Lir Theatre, September 18th

Upon watching the first season of the TV show Utopia recently, I commented to a friend that I preferred my dystopias to have a flicker of hope, rather than be relentlessly draining like the one found in Dennis Kelly’s creation. Dystopian worlds often prove valuable by encouraging a suspense of disbelief that puts our own world at a remove, allowing the audience all the more to analyse, compare, contrast, as well as indulge in an enjoyable bit of make-believe.

Actors Manus Halligan (Jamie McHugh) and John Cronin (Conal McCarthy) convey the dark reality they inhabit in Reckoners through a series of rhythmically interwoven monologues. Each character is relatively close to an archetype and travelling on an understandably short developmental arc themselves, but these were excellently conveyed by the strangled and abbreviated language – often coarse and funny – of the script and the cartoonish delivery of the actors.

The world built for Conal and Jamie is the town of the ‘Stra – for the town is their world – in a neither-past-nor-future alternate rural Ireland, celebrating a vicious feast day that is a cross between Hallowe’en, the bonfires of The Twelfth, the running of the bulls in Pamplona and the last days of Oxegen Festival. As the two men’s tales intertwine further, we’re granted background, snapshots of the factors that have formed them: the families, the town, the women, the cruelty. What is all the more impressive is how, by the end, we’re in possession of such well-rounded impressions of all these elements.

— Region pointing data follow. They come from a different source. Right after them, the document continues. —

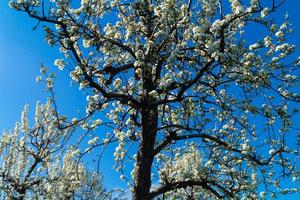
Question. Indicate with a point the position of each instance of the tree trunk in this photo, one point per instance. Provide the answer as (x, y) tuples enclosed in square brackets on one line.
[(149, 118)]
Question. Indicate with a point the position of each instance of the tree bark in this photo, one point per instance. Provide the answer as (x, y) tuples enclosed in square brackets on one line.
[(141, 190)]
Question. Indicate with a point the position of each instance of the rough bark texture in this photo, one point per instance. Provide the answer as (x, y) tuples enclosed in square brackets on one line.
[(145, 154)]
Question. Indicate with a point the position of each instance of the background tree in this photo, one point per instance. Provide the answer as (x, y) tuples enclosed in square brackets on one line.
[(36, 164), (163, 71)]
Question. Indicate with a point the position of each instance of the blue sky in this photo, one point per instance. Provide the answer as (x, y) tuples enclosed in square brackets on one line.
[(23, 50)]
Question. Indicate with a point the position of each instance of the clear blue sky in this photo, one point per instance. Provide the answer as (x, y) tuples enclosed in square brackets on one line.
[(23, 50)]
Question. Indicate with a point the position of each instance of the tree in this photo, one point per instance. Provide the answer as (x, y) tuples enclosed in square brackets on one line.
[(35, 164), (167, 71)]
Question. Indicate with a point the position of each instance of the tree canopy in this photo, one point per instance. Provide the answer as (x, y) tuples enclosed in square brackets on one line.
[(198, 108)]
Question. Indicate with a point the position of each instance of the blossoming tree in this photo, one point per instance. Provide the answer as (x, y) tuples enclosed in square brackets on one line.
[(165, 72), (35, 164)]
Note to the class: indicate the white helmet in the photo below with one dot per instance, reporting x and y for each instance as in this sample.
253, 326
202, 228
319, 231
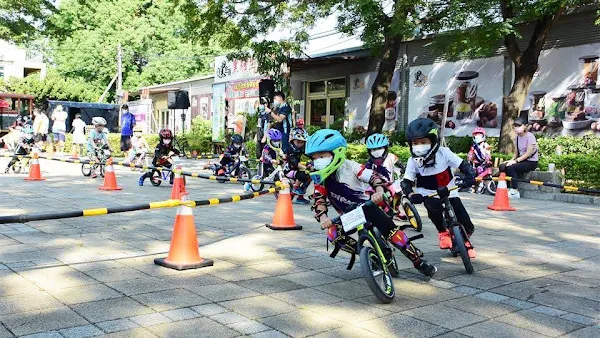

That we do of course, is testament primarily to the script of Ross Dungan which elicits just enough information in the chewed and spat language each character took turns with to paint the picture for us. At one stage, a particularly traumatic scene is conjured with only the fragments that could be witnessed under each flash of fireworks overhead breaking up the otherwise all-encompassing dark. It serves as a microcosm of Reckoners’ minimalist, noir thrill: rhythmic, violent, evocative and engrossing.

Reckoners runs at The Lir Theatre, Pearse Street until Saturday 20th September.